Millions tune in to the news in the morning. Some want info on the weather, some turn it on for the latest news stories, and some just turn it on for noise while they attempt to get ready for work and leave on time. But I guarantee you that no one turns on the news to see a massacre play out on live TV. Today however, that’s what many people had to see.
I didn’t know the victims. In fact I don’t even live anywhere near them, but my heart aches today. My mind can’t comprehend it. I grieve for the lives that were cut short, too short.
I’m saddened by how many people go on about their lives like everything is normal…a image of the fact that senseless shootings are occurring more frequently. I want to shout, “did you not hear what happened?? Did you not see the pictures of those lives that were lost??” But maybe I am even more close to this story because of who the victims were.
Just yesterday, I received my degree in the mail. My degree that would allow me to easily become a broadcast news reporter. I’ve been behind the scenes of live TV shots, I’ve learned how to be a broadcast news journalist, just like these victims. When did a morning news anchor become someone who had to watch their back?
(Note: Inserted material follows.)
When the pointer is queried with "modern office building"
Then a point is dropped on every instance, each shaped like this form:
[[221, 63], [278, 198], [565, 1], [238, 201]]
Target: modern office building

Every day I come to another realization of how much this world needs Jesus. While part of me wants to shrink away from my possible career and hide, the other part of me is bursting with pride at how much these two victims accomplished and how much they have impacted not only their news family and fans but now people all around the world.
People are hard on journalists. We’re told all the time that it’s a dying profession. That journalist don’t tell facts but only search for ways to increase audience numbers. That we are one sided and not truthful. You can tell me all you want that journalism as a profession is dying..but it looks like the only thing that’s dying is the innocent journalists themselves.
What will this mean for journalism? I’m not sure. At the moment I can’t see past the sadness and the grief. While I want to sit and think, this could have easily been me…I’m so thankful it wasn’t. And I know God has a plan for my life just like he had a plan for these victims.
God be near. We need you more than anything.